Keywords:  HT3 receptor antagonists; anesthesia; meperidine; meta-analysis; randomized controlled trial; shivering

Mesh:

Substances:

Year:  2016        PMID: 27856931      PMCID: PMC5536761          DOI: 10.1177/0300060516668776

Source DB:  PubMed          Journal:  J Int Med Res        ISSN: 0300-0605            Impact factor:   1.671


Introduction

Postoperative shivering reportedly complicates emergence from anaesthesia in 5% to 60% of cases.[1] Postoperative shivering can provoke elevation in cellular metabolism, oxygen consumption and carbon dioxide production; hypoxaemia and lactic acidosis may occur in severe cases. Physical and pharmacologic methods have been used to prevent postoperative shivering, with variable success. Opioid and non-opioid drugs are often used to treat postoperative shivering, but they have potential side effects, including hypotension, hypertension, sedation, respiratory depression, nausea and vomiting.[2,3] More recently, 5-HT3 receptor antagonists have emerged as a means of preventing postoperative shivering. We undertook a meta-analysis of controlled clinical trials of 5-HT3 receptor antagonists for the prevention of postoperative shivering to assess their efficacy.

Materials & methods

Inclusion criteria

We identified randomized controlled trials (RCTs) of patients undergoing elective surgery under general or spinal anaesthesia. The intervention in the experimental group was an intravenously administered 5-HT3 receptor antagonist; the control groups included an intravenous injection of placebo (physiologic saline), or meperidine. The main outcome indicator in eligible studies was the occurrence of postoperative shivering.

Exclusion criteria

We excluded studies in which 5-HT3 antag-onists were administered in combination with other drugs to prevent shivering, those with incomplete information or data, and articles for which we could not obtain the full text.

Search strategy

We searched articles published from inception to May 2016 in the Cochrane Library, PubMed, EMBASE and Web of Knowledge. A combination of subject headings with keyword searching was employed and document types were not restricted. English search terms included “ondansetron”, “5-HT3receptor antagonists”, “Łpalonosetron”, “granisetron”, “tropisetron”, “postoperative shivering”, “postanaesthetic shivering”, “Łshivering” and “anesthesia”. et cetera.

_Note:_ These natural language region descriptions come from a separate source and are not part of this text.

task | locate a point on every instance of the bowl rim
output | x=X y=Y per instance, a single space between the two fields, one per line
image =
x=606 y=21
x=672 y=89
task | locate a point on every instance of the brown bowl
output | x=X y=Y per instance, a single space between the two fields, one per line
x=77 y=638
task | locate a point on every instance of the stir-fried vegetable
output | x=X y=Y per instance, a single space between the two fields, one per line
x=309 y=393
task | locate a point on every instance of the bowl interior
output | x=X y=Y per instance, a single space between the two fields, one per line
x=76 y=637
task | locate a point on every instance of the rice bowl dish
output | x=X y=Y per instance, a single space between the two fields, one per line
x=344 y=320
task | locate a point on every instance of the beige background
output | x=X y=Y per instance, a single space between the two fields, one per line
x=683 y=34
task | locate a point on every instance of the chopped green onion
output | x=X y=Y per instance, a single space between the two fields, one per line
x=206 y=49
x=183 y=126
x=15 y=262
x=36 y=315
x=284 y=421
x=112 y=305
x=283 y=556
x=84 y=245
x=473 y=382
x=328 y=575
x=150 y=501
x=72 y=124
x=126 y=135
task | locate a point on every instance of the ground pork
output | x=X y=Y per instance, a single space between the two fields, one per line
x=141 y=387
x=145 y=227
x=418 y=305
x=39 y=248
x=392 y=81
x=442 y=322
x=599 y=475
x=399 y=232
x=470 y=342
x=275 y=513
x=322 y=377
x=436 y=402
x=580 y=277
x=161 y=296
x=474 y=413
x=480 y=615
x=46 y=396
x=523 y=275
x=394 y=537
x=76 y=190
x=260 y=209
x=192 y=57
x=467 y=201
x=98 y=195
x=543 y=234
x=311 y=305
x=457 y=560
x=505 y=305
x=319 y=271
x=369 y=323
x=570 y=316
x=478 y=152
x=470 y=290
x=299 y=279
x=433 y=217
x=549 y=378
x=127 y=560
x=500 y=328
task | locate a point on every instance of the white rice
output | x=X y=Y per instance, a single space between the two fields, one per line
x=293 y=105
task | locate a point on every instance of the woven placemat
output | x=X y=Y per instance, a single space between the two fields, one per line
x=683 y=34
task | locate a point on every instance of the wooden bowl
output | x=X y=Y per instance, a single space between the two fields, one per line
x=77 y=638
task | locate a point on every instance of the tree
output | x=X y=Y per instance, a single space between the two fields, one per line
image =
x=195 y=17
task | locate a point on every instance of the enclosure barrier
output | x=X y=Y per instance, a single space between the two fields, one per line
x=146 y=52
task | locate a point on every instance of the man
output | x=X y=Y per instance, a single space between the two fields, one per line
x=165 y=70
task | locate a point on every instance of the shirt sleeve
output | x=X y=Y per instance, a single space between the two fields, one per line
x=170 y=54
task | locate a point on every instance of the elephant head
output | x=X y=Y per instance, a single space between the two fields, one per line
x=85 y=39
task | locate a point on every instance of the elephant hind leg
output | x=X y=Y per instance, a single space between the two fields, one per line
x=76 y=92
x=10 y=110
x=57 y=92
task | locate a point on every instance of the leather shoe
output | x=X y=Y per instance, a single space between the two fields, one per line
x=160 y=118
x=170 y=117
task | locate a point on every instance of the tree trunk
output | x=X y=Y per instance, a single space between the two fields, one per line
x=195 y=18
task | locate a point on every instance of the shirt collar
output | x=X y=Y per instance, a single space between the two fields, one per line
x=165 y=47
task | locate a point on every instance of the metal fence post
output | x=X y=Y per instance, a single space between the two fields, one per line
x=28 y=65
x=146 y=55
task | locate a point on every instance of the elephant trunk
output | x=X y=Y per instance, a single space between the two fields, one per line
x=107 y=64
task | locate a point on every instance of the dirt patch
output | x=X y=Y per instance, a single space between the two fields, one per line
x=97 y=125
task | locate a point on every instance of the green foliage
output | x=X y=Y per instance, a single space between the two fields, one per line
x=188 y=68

Literature screening and quality evaluation

Two researchers independently screened studies and extracted data, then cross-checked with each other. The two resolved disagreements by discussion or consulted a third party when consensus could not be reached. We evaluated methodologic quality of the RCTs identified using a modified Jadad scale.4 Evaluation included randomization, allocation concealment, and blinding of implementers and participants.

Data extraction

Two researchers independently extracted data using tables designed in advance, and then cross-checked with each other. The two resolved disagreements by discussion or consulted a third party when consensus could not be reached. Extracted data included: names of the researchers, year of publication, study design, interventions, control measures, outcome indicators, target events and the overall sample size.

Statistical methods

Statistical analysis was conducted via using the RevMan 5.2 program, provided by the Cochrane Collaboration (London, UK). First, heterogeneity was tested using the chi-squared and I2 tests: when there was no heterogeneity (P > 0.1 and I2 < 50%, respectively), we adopted a fixed-effects model. When we detected heterogeneity, we employed a random-effects model and we subsequently made an assessment of stability by undertaking further meta-analyses while eliminating studies one by one. For continuous variables, the weighted mean difference was used, and for enumeration data, relative risk (RR) was calculated. All effect sizes were represented by 95% confidence intervals (CI), and when P < 0.05, the results were considered statistically significant. We used funnel plots to establish whether there was publication bias.

Results

Search results

We identified 248 articles using our search strategy; 17 were selected for further screening against our inclusion and exclusion criteria after reading the titles and checking for duplicate publication. One was excluded as the full text was not available,[5] another because the 5-HT3 antagonist was administered in combination with other drugs[6] and another because the number of shivering patients was not provided.[7] Ultimately, 14 RCTs were included in the meta-analysis.[8-21] Figure 1 shows our literature screening process.
Figure 1.

Study flow diagram.

Study flow diagram.

Characteristics of included studies

The included studies comprised 980 participants, 499 of whom were allocated to experimental groups and 481 to control groups. Cases included in the study are presented in Table 1.
Table 1.

Characteristics of the studies included in the meta-analysis.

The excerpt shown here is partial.